Frigya'sı da böyle Yazılıtaş’ı da böyle,

Urartu'su da böyle Hitit'i de böyle...

Eskiden Batılı Arkeologlar buluntuları çalıp çırpıp ülkelerine kaçırıyor, Anadolu tarihini uyduruk “Helen Uygarlığı” diye bize yutturmaya çalışıyorlardı. Şimdilerde bilim aksini ispatlamayı başarıyor.


Buna bir örnek de Assos. Assos'u kuranlar da Ön-Türklerin bir kolu Lelegler ve Pelasglar çıktı. 
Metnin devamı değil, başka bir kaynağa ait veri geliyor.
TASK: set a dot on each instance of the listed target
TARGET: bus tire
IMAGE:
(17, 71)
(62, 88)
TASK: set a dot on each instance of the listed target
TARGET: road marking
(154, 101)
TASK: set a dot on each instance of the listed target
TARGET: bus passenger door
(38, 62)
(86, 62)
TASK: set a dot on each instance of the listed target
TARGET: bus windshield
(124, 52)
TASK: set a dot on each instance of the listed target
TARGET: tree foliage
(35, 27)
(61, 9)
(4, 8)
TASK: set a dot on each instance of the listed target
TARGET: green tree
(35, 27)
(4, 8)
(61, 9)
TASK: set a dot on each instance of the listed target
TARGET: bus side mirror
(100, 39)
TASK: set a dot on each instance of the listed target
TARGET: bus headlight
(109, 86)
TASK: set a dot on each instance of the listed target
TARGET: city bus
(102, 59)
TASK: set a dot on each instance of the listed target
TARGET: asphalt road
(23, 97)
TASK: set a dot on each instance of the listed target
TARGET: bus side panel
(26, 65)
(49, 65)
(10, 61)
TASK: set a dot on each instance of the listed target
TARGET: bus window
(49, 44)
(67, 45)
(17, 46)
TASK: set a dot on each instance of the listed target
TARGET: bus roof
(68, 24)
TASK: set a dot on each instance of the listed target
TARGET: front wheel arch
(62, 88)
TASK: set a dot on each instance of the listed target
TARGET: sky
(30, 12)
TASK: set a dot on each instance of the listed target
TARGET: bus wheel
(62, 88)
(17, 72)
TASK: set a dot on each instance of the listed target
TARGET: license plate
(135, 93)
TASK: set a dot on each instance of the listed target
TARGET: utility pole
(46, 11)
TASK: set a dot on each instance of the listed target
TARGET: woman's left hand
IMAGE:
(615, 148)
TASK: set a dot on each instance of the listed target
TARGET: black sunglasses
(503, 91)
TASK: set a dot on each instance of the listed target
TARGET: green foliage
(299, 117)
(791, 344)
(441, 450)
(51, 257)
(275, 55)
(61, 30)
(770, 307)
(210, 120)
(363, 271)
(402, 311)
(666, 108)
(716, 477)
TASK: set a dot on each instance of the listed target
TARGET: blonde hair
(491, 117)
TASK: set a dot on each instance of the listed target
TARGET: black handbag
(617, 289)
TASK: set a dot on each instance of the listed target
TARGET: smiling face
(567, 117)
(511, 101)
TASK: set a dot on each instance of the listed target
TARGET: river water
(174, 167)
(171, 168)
Atatürk Alacahöyük kazılarını yaptırdığında,

“Benim hayatta yegâne övüncüm, servetim Türklük'ten başka bir şey değildir. Bana, insanlar üstünde bir doğuş yöneltmeğe kalkışmayınız. Doğuşumdaki tek olağanüstülük, Türk olarak dünyaya gelmemdir. Bu memleket tarihte Türk'tü, bugün de Türk'tür ve sonsuza dek Türk olarak yaşayacaktır.” Demiştir.

Çeşitli araştırmalar gösteriyor ki Anadolu uygarlığını eski Yunan'ın kurduğu tezi doğru değildir.

Tabii ki Göbeklitepe Turukku krallığı ve yine Urumiye deki Urmu da Ön-Türk uygarlığıdır.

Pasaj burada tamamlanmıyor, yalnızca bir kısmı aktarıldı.